Vector RAG is the reflexive answer to "give the model more context," and when I built a production tutoring AI, I reached for it too. The product is simple: a student uploads a photo of a problem, and our tutor explains it step by step and produces an answer. Our client also had a large database of past problems, stored as images — and of course we wanted to leverage it. So the system retrieved the most similar past problem and fed it, together with its answer, into the model to help generate a solution. It was such an obvious move that I never questioned it.

It performed poorly.

I went hunting for the usual suspect: retrieval quality. I tried different retrieval strategies, from matching on the problem description to matching on the image content. I benchmarked different embedding models, from single-vector to late-interaction. None of it moved the needle. If retrieval quality wasn't the problem, where was the bug?

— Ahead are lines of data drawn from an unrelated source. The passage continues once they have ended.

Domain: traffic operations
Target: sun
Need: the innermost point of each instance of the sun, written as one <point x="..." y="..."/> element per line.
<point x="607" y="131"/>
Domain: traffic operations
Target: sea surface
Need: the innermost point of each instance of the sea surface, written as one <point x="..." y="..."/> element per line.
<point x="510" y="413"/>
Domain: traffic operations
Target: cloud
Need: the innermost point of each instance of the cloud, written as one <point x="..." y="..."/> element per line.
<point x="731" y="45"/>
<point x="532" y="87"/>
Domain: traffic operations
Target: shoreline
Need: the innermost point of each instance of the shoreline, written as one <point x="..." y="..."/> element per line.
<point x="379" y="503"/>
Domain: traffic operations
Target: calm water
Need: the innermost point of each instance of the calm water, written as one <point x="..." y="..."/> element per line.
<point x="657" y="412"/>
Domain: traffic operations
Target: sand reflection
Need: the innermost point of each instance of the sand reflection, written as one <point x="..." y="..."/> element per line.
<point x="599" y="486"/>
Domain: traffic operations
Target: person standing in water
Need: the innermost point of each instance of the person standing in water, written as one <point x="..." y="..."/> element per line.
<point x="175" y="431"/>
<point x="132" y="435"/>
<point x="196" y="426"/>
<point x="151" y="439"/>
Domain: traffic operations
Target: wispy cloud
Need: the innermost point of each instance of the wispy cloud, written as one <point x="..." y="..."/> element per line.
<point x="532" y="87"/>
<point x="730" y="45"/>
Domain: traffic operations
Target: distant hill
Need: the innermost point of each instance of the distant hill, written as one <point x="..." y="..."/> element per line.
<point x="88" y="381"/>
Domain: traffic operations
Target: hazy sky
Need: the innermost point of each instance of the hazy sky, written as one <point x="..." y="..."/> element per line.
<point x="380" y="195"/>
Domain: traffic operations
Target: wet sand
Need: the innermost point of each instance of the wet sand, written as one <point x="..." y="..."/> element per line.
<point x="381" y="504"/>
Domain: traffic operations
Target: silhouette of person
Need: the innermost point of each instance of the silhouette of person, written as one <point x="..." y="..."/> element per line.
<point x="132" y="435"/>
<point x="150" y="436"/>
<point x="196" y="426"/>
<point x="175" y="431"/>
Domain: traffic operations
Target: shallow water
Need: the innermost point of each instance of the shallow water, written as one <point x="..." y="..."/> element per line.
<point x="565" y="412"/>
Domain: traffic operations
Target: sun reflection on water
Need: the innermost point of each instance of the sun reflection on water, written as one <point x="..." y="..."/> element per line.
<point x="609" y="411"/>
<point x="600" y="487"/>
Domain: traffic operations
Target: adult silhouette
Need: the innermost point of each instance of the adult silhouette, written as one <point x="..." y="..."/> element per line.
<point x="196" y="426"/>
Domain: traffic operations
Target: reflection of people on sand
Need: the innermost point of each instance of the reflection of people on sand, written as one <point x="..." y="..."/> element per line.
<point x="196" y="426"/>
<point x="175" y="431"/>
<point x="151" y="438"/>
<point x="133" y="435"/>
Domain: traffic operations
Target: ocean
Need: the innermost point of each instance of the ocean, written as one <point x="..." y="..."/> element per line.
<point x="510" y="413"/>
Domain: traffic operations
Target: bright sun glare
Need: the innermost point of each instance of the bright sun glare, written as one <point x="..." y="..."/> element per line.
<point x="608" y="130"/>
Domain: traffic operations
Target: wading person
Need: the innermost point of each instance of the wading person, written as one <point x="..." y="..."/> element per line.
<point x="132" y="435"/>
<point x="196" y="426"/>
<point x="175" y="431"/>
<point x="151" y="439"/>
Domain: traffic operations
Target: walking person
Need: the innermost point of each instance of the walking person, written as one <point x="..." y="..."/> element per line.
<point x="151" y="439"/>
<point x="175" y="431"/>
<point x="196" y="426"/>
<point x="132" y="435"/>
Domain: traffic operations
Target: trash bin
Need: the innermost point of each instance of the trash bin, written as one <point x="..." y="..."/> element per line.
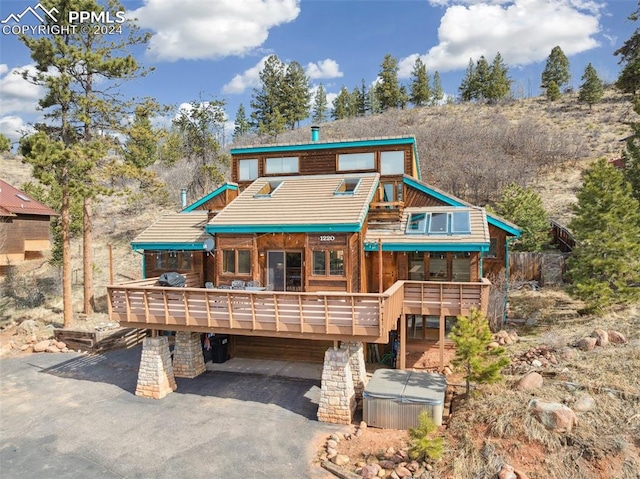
<point x="219" y="347"/>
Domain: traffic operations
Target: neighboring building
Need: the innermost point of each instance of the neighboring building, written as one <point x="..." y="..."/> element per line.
<point x="338" y="240"/>
<point x="24" y="226"/>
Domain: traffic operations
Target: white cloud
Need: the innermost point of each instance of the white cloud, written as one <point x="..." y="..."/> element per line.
<point x="16" y="94"/>
<point x="249" y="79"/>
<point x="523" y="31"/>
<point x="193" y="29"/>
<point x="326" y="68"/>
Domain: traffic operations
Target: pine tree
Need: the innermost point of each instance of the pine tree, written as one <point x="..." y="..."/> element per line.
<point x="592" y="89"/>
<point x="556" y="71"/>
<point x="437" y="91"/>
<point x="420" y="90"/>
<point x="388" y="89"/>
<point x="523" y="206"/>
<point x="629" y="79"/>
<point x="241" y="125"/>
<point x="472" y="336"/>
<point x="320" y="106"/>
<point x="605" y="264"/>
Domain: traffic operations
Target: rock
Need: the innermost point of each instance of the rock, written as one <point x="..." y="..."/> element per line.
<point x="532" y="380"/>
<point x="602" y="337"/>
<point x="554" y="416"/>
<point x="587" y="344"/>
<point x="340" y="460"/>
<point x="584" y="403"/>
<point x="616" y="337"/>
<point x="41" y="347"/>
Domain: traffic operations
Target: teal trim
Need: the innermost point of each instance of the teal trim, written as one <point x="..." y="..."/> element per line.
<point x="169" y="246"/>
<point x="213" y="194"/>
<point x="459" y="247"/>
<point x="323" y="146"/>
<point x="302" y="228"/>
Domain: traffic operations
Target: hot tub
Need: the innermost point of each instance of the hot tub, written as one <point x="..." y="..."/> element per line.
<point x="393" y="399"/>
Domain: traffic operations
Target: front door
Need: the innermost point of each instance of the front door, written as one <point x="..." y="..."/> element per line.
<point x="284" y="270"/>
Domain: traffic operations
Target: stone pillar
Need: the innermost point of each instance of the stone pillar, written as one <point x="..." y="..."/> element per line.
<point x="188" y="361"/>
<point x="358" y="369"/>
<point x="155" y="376"/>
<point x="337" y="396"/>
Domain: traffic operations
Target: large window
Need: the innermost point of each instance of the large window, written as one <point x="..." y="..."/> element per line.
<point x="236" y="261"/>
<point x="247" y="169"/>
<point x="276" y="166"/>
<point x="328" y="263"/>
<point x="356" y="161"/>
<point x="392" y="162"/>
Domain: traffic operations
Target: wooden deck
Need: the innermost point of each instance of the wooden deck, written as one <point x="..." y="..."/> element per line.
<point x="364" y="317"/>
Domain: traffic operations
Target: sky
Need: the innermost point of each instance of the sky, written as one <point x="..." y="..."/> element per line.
<point x="205" y="49"/>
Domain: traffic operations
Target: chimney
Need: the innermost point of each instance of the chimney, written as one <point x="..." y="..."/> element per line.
<point x="315" y="133"/>
<point x="183" y="198"/>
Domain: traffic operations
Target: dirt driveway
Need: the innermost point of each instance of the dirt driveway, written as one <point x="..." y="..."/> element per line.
<point x="73" y="416"/>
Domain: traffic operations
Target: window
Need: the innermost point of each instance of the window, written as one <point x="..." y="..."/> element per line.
<point x="334" y="259"/>
<point x="356" y="161"/>
<point x="247" y="169"/>
<point x="273" y="166"/>
<point x="348" y="186"/>
<point x="268" y="189"/>
<point x="236" y="261"/>
<point x="417" y="223"/>
<point x="392" y="162"/>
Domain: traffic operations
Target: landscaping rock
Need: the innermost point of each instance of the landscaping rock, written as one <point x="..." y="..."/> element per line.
<point x="587" y="344"/>
<point x="532" y="380"/>
<point x="554" y="416"/>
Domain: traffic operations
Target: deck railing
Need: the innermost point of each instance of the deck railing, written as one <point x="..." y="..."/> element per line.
<point x="328" y="315"/>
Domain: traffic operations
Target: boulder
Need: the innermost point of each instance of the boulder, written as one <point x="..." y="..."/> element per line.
<point x="554" y="416"/>
<point x="602" y="337"/>
<point x="532" y="380"/>
<point x="616" y="337"/>
<point x="587" y="344"/>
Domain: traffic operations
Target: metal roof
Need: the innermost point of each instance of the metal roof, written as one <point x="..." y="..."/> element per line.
<point x="300" y="204"/>
<point x="175" y="231"/>
<point x="15" y="202"/>
<point x="395" y="238"/>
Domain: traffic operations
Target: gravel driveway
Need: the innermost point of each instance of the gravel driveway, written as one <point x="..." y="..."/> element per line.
<point x="76" y="416"/>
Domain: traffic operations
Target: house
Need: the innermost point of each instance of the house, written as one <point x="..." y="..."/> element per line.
<point x="24" y="226"/>
<point x="338" y="241"/>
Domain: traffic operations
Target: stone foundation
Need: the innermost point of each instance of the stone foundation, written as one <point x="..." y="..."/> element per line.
<point x="337" y="396"/>
<point x="155" y="376"/>
<point x="358" y="368"/>
<point x="188" y="361"/>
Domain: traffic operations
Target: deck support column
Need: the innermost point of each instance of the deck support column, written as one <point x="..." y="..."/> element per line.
<point x="188" y="360"/>
<point x="337" y="396"/>
<point x="358" y="369"/>
<point x="155" y="376"/>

Vector RAG represents text or images in an embedding space and returns the stored chunk whose meaning is closest to the query. In other words, it optimizes for exactly one thing: semantic similarity to what you've already stored. Hidden inside that is a silent assumption — that the most similar stored item is the one the model needs. For FAQs or document lookup, the assumption holds: the most similar passage really is the right one, so RAG is never wrong there, and reaching for it feels so natural that the assumption never surfaces. The tool isn't the problem; it does exactly what it claims. The real question is whether most similar == what's needed holds for your case — and you have to check that before reaching for it.